Llegó la hora de comenzar a ver a China con una dosis menor de desdén. Dos trascendentes encuentros internacionales del año 2009, la Cumbre del Grupo de los 20 y el de Copenhague sobre el cambio climático, cuyos pobres resultados aún martillan en nuestras sienes, arrojaron como corolario que cualquier tema de trascendencia en cuya solución se involucre el planeta tiene que contar con el concurso del Dragón de Asia. Así de simple. Desde las potentes emisiones de CO2, responsables de una significativa fracción del calentamiento global, hasta las desviaciones en la paridad del yuan, capaces ellas de provocar importantes distorsiones en el comercio con los más grandes del mundo, son signos claros de que China ha pasado a ser un jugador élite en la dinámica mundial.

Con asombro, con envidia y hasta con dolor nos ha tocado constatar que mientras las grandes economías mundiales abordan el 2010 tambaleantes aún por los efectos de la crisis financiera de los dos últimos años, China se las arregló para hacer retornar su crecimiento económico a las tasas pretéritas cercanas a dos dígitos, lo que la llevó a ocupar un escaño sin retorno en la dinámica mundial.

No es poca cosa decir que el Imperio del Centro sobrepasó el PIB de Francia en el 2005, el del Reino Unido en el 2006, el de Alemania en el 2007 y que si no fuera por la debacle de los mercados mundiales en 2008 y 2009, también habría sobrepasado a la economía japonesa el año pasado? pero lo hará en este año que recién comienza. No es poca cosa tampoco constatar que sus reservas internacionales alcanzaron a sobrepasar los 2.250 millardos de dólares, mientras la primera economía planetaria, la americana, mantiene con el Imperio del Centro un déficit fiscal de 230 millardos de dólares. Tampoco es deleznable lo que los chinos han alcanzado a generar como fortaleza a nivel de su banca: las cinco primeras capitalizaciones bursátiles de 2009 tuvieron lugar en instituciones financieras de ese país.
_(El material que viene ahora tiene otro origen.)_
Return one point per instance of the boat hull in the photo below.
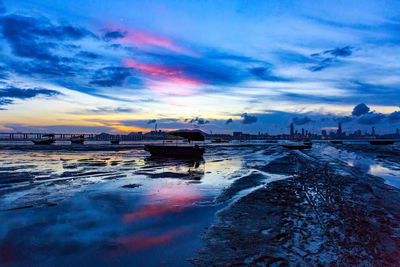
(382, 142)
(175, 151)
(77, 142)
(297, 146)
(43, 142)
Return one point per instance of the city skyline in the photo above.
(122, 67)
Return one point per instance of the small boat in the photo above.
(297, 146)
(48, 140)
(77, 140)
(184, 151)
(219, 140)
(381, 142)
(43, 142)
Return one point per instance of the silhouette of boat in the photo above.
(297, 146)
(381, 142)
(77, 140)
(48, 140)
(183, 151)
(219, 140)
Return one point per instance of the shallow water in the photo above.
(103, 205)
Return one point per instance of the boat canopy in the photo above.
(189, 135)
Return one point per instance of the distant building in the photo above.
(291, 130)
(339, 131)
(237, 134)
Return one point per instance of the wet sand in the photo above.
(325, 213)
(244, 204)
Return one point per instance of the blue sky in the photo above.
(121, 66)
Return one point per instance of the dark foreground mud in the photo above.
(318, 216)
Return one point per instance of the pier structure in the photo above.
(35, 136)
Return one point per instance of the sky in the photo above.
(254, 66)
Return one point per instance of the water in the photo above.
(102, 205)
(64, 205)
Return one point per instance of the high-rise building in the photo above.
(291, 129)
(339, 131)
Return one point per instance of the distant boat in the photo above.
(77, 140)
(219, 140)
(48, 140)
(381, 142)
(184, 151)
(297, 146)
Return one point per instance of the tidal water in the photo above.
(99, 205)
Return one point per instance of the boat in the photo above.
(381, 142)
(219, 140)
(184, 151)
(48, 140)
(77, 140)
(297, 146)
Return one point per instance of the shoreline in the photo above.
(317, 216)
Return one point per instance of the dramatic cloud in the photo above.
(264, 73)
(87, 54)
(229, 121)
(371, 118)
(110, 76)
(248, 119)
(32, 38)
(2, 7)
(7, 95)
(340, 52)
(329, 57)
(108, 110)
(301, 121)
(395, 116)
(198, 120)
(360, 109)
(112, 35)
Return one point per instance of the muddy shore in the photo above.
(320, 215)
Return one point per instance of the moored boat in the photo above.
(297, 146)
(48, 140)
(184, 151)
(77, 140)
(381, 142)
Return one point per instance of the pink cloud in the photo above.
(150, 69)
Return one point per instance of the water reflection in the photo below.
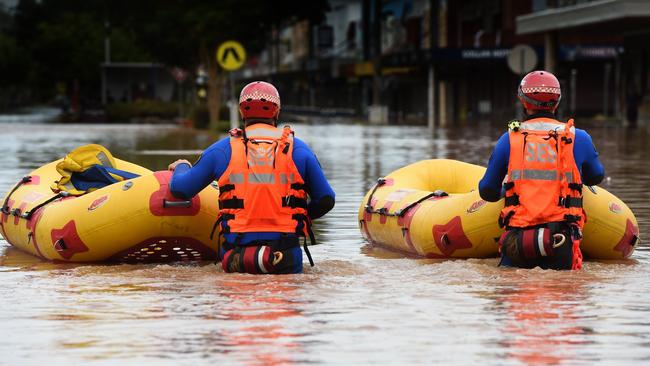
(359, 305)
(542, 324)
(260, 312)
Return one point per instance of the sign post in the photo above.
(179, 75)
(522, 59)
(231, 56)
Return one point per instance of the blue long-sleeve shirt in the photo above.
(188, 181)
(584, 152)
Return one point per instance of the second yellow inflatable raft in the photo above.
(132, 221)
(403, 212)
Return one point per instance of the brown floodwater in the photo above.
(359, 305)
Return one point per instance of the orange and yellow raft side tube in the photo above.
(402, 212)
(131, 221)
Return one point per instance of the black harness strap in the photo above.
(294, 202)
(406, 209)
(576, 187)
(511, 200)
(380, 182)
(569, 202)
(298, 186)
(23, 180)
(303, 222)
(28, 215)
(226, 188)
(232, 203)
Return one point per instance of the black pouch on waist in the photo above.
(525, 245)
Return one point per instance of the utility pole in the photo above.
(431, 82)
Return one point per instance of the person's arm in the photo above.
(320, 192)
(490, 186)
(189, 180)
(593, 171)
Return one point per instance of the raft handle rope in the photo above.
(400, 213)
(29, 214)
(177, 204)
(444, 239)
(558, 240)
(5, 209)
(380, 182)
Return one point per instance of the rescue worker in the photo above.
(545, 164)
(271, 188)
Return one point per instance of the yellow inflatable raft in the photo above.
(131, 221)
(402, 212)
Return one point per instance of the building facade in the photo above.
(445, 62)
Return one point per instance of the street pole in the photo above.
(608, 71)
(574, 83)
(232, 104)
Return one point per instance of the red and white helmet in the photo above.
(539, 91)
(259, 99)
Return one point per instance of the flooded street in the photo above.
(359, 305)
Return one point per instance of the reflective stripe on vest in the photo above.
(236, 178)
(263, 190)
(272, 134)
(544, 183)
(259, 178)
(545, 127)
(538, 174)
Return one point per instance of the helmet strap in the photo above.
(268, 121)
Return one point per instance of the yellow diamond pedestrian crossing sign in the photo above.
(231, 55)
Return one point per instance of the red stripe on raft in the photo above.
(31, 226)
(548, 242)
(455, 235)
(625, 245)
(35, 179)
(249, 259)
(528, 242)
(383, 218)
(72, 243)
(4, 216)
(405, 223)
(163, 194)
(22, 208)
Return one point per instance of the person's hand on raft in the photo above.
(173, 165)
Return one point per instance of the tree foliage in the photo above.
(63, 40)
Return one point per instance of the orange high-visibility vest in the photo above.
(261, 190)
(543, 184)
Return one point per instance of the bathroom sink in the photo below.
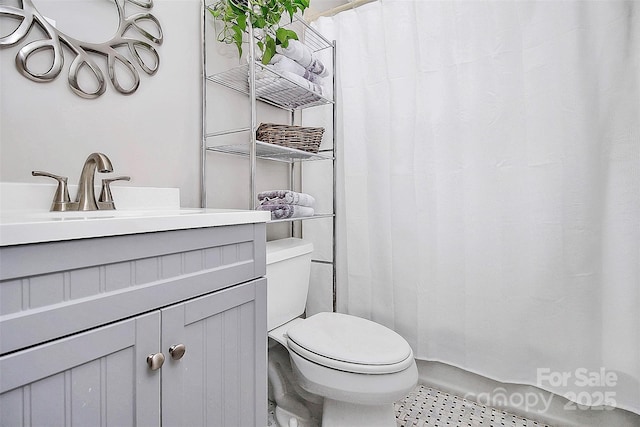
(125, 213)
(140, 210)
(36, 227)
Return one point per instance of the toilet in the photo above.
(331, 369)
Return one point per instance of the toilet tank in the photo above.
(288, 269)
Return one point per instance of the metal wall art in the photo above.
(130, 37)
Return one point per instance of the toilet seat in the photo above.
(350, 344)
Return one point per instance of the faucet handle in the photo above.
(105, 201)
(61, 200)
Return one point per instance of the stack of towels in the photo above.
(285, 204)
(299, 64)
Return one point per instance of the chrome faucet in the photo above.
(86, 197)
Pero para los que no somos expertos entendedores de los intríngulis de las cifras macroeconómicas, es posible darse una idea de hasta dónde la prosperidad ha permeado a la sociedad china si tomamos en cuenta que, después de apenas 30 años de transformaciones aperturistas, en este momento la nación ya cuenta con 400 hipermillonarios cuya fortuna sobrepasa los 75 millardos de dólares, que hay medio millón de chinos cuyos ingresos se encuentran por encima de 1 millón de dólares y 4,7 millones de hogares en los que el poder de compra es equivalente a 30.000 dólares anuales.

Es cierto que en tránsito hacia una sociedad más equilibrada y justa, aún le queda un trecho por andar. Las fábricas chinas están llenas de héroes anónimos que viven con bastante menos que el mínimo aceptable en Occidente y aún 900 millones de campesinos pueblan una China rural que vive en el Medioevo.

Pero a la velocidad que el pueblo chino evoluciona, armado de una disciplina de trabajo encomiable, una inclinación a la innovación fuera de serie, y un apetito por enriquecerse sin parangón, no pasarán 30 años sin que se sienten en la primera fila de la dinámica mundial y pasen a dictar las reglas del mundo en el que vivimos todos.

Por eso insisto: ignorar al gigante es un error, también, superlativo.